И вдруг отзыв в Петербург и позорная казнь князя Гагарина. За лихоимство Петр взыскивал строго, но не до того же, чтобы повешенного перед юстиц-коллегией прославленного сибирского губернатора приказано было не снимать с виселицы, покуда не сгниет веревка.
И только позже стало проясняться, что прежде всего было вменено в вину Гагарину. Он якобы злоумышлял оторвать Сибирь от России. Едва ли Гагарин злоумышлял, характер Петра он знал прекрасно и испытывать бы его не стал, но мог, мог вельможный сановник гаркнуть водившимся у него зычным голосом: «Мы сами государство!» Мог и повторить под горячее настроение. Не случайно вскоре после этого Сибирь разделяется на провинции, а при Елизавете при губернаторах заводятся тайные комиссии. Без Сибири Россия уже и не представляла себя, Сибирь приучила ее к легким доходам, она превращалась, а затем и окончательно превратилась в золотое дно.

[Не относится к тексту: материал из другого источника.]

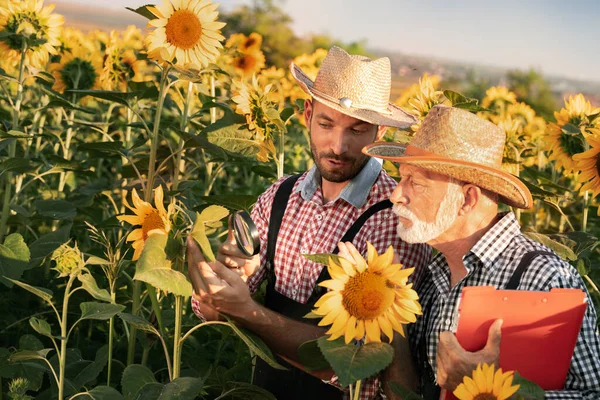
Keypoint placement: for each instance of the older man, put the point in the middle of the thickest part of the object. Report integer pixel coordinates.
(451, 183)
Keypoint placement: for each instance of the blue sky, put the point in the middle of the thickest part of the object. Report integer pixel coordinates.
(556, 37)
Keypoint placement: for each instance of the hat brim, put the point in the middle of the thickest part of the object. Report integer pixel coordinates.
(511, 189)
(396, 116)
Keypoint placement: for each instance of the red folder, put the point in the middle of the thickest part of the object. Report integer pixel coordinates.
(539, 329)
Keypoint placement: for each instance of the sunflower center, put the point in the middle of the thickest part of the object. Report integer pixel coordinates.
(152, 221)
(485, 396)
(367, 295)
(183, 29)
(78, 74)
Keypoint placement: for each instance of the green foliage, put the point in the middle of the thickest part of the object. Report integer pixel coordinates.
(351, 362)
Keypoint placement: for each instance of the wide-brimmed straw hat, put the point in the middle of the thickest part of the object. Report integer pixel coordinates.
(356, 86)
(459, 144)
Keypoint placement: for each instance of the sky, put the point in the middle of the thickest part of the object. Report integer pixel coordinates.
(555, 37)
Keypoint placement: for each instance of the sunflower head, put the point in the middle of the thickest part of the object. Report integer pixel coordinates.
(29, 23)
(151, 220)
(487, 384)
(369, 297)
(187, 33)
(69, 260)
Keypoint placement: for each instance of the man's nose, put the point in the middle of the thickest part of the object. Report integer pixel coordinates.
(338, 143)
(398, 196)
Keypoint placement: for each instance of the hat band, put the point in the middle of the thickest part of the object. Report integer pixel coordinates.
(359, 106)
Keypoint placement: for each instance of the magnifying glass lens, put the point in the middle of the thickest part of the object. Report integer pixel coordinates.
(246, 233)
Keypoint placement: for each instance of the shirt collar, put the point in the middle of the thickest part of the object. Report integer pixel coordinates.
(355, 192)
(494, 241)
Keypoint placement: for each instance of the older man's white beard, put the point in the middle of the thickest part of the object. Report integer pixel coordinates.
(423, 232)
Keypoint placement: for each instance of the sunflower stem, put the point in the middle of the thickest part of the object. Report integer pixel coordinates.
(154, 139)
(180, 161)
(12, 148)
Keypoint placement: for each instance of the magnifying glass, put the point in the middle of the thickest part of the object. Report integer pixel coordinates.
(245, 233)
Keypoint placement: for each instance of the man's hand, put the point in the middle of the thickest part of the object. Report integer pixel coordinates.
(454, 362)
(216, 286)
(231, 256)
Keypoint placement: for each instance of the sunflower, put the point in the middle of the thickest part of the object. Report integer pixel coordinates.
(371, 298)
(152, 220)
(566, 137)
(588, 163)
(120, 65)
(498, 98)
(249, 62)
(487, 384)
(29, 18)
(78, 69)
(186, 31)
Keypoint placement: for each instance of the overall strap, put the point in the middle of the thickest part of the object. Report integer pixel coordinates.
(277, 210)
(515, 279)
(351, 233)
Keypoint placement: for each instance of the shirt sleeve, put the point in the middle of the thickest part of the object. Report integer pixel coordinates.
(583, 378)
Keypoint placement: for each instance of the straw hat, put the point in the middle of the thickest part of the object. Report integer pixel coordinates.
(356, 86)
(459, 144)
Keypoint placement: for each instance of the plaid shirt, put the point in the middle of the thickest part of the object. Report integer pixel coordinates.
(491, 262)
(311, 226)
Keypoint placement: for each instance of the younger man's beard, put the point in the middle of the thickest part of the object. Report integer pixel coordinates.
(423, 232)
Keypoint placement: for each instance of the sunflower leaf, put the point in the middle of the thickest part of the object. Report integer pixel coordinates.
(311, 356)
(528, 390)
(351, 362)
(154, 268)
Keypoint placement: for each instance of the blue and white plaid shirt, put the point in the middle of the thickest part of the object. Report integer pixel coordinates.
(491, 262)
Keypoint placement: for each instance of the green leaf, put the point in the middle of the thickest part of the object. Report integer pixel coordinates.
(182, 389)
(322, 258)
(352, 363)
(24, 355)
(101, 311)
(528, 390)
(138, 322)
(154, 268)
(40, 326)
(286, 113)
(143, 11)
(56, 209)
(43, 293)
(102, 147)
(18, 165)
(246, 391)
(134, 378)
(232, 201)
(93, 369)
(89, 284)
(257, 346)
(563, 251)
(46, 244)
(102, 393)
(311, 357)
(402, 392)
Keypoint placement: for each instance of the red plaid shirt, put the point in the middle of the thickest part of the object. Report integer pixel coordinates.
(311, 226)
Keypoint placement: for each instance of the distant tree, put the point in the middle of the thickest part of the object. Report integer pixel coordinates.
(531, 88)
(280, 43)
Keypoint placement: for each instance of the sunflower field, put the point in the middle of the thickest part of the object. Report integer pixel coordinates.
(115, 146)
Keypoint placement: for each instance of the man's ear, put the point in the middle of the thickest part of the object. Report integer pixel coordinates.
(307, 111)
(380, 132)
(472, 195)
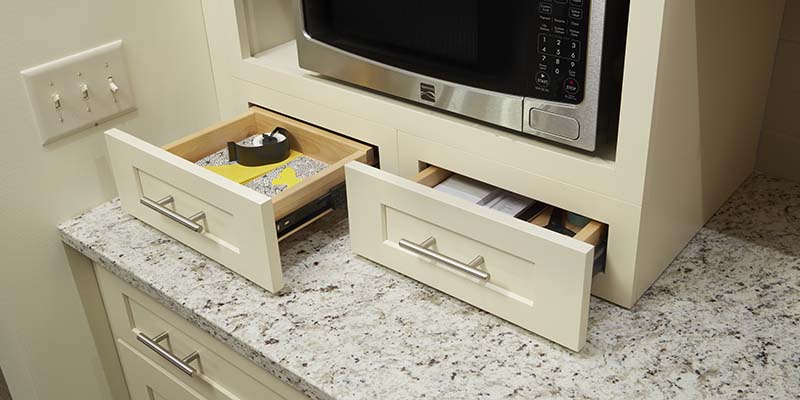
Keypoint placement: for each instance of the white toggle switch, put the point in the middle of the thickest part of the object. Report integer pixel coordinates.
(87, 95)
(84, 91)
(56, 101)
(112, 86)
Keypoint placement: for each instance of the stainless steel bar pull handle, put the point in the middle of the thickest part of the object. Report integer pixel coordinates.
(181, 363)
(159, 207)
(424, 250)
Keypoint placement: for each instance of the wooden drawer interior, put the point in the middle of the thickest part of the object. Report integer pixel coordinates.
(322, 145)
(593, 232)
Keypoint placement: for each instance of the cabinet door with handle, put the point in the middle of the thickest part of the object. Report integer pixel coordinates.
(148, 381)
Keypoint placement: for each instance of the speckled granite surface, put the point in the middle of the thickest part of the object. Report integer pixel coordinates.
(722, 322)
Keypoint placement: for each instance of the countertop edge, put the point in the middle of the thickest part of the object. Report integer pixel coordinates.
(270, 366)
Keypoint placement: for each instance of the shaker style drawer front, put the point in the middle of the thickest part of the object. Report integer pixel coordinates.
(171, 343)
(223, 219)
(521, 272)
(148, 381)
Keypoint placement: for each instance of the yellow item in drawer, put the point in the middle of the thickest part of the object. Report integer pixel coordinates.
(241, 174)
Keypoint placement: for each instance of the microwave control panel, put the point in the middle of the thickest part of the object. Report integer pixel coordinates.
(560, 35)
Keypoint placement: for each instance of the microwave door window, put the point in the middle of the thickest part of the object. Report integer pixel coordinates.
(478, 43)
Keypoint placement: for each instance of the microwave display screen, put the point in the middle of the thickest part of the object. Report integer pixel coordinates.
(480, 43)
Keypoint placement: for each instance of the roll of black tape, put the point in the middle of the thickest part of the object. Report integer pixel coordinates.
(273, 149)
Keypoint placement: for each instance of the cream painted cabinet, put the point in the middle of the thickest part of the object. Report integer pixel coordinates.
(228, 222)
(515, 269)
(148, 381)
(694, 90)
(154, 367)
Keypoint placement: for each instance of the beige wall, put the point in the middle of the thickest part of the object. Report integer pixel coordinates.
(46, 350)
(779, 153)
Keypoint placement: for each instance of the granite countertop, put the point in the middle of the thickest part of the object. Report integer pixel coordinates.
(721, 322)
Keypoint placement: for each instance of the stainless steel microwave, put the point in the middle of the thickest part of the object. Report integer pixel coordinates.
(548, 68)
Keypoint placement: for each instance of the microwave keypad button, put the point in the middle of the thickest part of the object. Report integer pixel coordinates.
(542, 79)
(571, 86)
(554, 124)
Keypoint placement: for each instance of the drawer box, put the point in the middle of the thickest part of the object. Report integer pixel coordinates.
(222, 219)
(515, 269)
(218, 372)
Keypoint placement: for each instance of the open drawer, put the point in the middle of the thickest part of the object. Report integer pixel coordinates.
(227, 221)
(515, 269)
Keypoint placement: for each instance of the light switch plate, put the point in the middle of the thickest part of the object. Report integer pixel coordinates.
(65, 78)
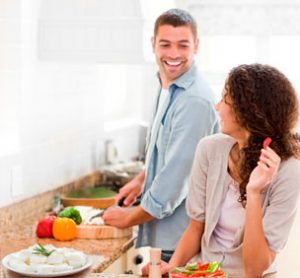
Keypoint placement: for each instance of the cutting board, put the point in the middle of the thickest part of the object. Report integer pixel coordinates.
(101, 231)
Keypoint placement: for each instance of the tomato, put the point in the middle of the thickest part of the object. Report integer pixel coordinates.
(203, 266)
(218, 273)
(267, 142)
(44, 227)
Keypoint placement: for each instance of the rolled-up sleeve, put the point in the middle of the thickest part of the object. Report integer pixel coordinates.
(192, 121)
(282, 205)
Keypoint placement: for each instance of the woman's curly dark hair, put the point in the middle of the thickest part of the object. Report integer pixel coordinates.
(266, 104)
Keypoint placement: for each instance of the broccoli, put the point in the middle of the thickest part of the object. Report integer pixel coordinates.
(73, 213)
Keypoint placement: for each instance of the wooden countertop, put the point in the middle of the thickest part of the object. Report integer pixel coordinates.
(17, 231)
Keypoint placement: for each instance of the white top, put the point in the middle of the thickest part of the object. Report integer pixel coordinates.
(232, 218)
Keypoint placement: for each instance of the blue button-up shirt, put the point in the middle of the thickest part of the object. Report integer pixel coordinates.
(187, 115)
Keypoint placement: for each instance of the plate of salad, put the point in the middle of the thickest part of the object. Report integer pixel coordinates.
(198, 269)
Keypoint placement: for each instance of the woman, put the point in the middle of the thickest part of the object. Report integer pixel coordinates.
(242, 198)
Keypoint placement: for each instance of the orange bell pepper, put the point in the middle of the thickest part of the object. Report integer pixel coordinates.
(64, 229)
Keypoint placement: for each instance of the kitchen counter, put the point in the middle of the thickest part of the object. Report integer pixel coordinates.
(17, 231)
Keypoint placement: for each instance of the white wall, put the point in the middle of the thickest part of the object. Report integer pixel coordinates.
(52, 113)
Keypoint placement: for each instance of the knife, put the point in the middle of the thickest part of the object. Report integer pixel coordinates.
(99, 214)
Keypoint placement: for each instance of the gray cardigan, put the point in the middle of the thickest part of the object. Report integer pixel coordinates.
(208, 186)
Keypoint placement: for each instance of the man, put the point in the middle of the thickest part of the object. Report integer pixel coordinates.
(184, 113)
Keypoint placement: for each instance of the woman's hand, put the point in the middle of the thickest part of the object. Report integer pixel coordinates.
(164, 267)
(264, 172)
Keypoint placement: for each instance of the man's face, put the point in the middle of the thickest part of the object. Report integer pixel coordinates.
(174, 48)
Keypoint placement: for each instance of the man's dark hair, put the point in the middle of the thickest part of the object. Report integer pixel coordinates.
(175, 18)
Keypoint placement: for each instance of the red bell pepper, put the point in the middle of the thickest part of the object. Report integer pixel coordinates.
(267, 142)
(44, 227)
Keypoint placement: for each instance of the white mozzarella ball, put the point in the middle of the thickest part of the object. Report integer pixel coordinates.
(62, 267)
(55, 258)
(75, 259)
(37, 259)
(44, 268)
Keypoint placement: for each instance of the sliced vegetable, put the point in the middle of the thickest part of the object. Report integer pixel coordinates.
(194, 266)
(44, 227)
(267, 142)
(198, 270)
(214, 266)
(73, 213)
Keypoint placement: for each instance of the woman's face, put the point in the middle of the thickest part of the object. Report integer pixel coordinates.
(228, 121)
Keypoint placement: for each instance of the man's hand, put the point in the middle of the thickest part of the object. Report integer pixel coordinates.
(126, 217)
(164, 267)
(131, 190)
(117, 217)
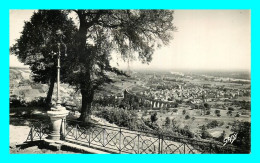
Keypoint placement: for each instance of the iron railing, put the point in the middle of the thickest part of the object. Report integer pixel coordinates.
(121, 140)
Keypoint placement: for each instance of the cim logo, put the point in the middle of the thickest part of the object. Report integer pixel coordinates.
(231, 139)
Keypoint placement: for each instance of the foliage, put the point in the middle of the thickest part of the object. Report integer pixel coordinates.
(204, 133)
(187, 117)
(154, 117)
(243, 130)
(214, 124)
(131, 33)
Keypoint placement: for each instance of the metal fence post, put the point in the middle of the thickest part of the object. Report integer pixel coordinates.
(138, 139)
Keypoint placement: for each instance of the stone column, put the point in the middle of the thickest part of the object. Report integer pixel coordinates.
(56, 117)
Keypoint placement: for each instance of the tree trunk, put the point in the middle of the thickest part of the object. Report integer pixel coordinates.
(50, 92)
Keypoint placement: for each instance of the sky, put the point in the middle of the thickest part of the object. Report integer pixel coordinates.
(204, 40)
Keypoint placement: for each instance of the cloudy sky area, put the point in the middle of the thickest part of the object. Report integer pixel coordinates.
(205, 40)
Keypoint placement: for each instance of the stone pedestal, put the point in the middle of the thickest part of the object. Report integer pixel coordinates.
(56, 116)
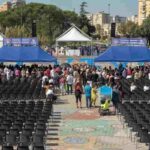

Другой сподвижник Петра - Федор Иванович Соймонов, спасший в молодости будущему императору жизнь и заступивший на сибирское губернаторство через сорок лет после князя Гагарина. Соймонов был серьезным писателем. Одна из его книг так и называлась: «Сибирь, золотое дно». А уж он Сибирь знал действительно до дна. Соймонов при Бироне оказался оклеветан и судим, ему рвали ноздри и отправили в Сибирь на вечную каторгу. Помилованного при новой власти, его с трудом в лохмотьях отыскали близ Охотска, вернули поместья и награды и вручили в управление, дабы последний стал первым, сибирское царство. Служба его была негромкой, но тоже памятной, и охватывала она, помимо непременных взысков и сысков, просвещение и продовольствование народа, устройство путей сообщения, а также облегчение участи раскольников. А в письменных трудах, кроме «Сибири, золотого дна», еще и «История Петра Великого», «Краткое изъяснение астрономии», «Известия о торгах сибирских» и «Описание Каспийского моря».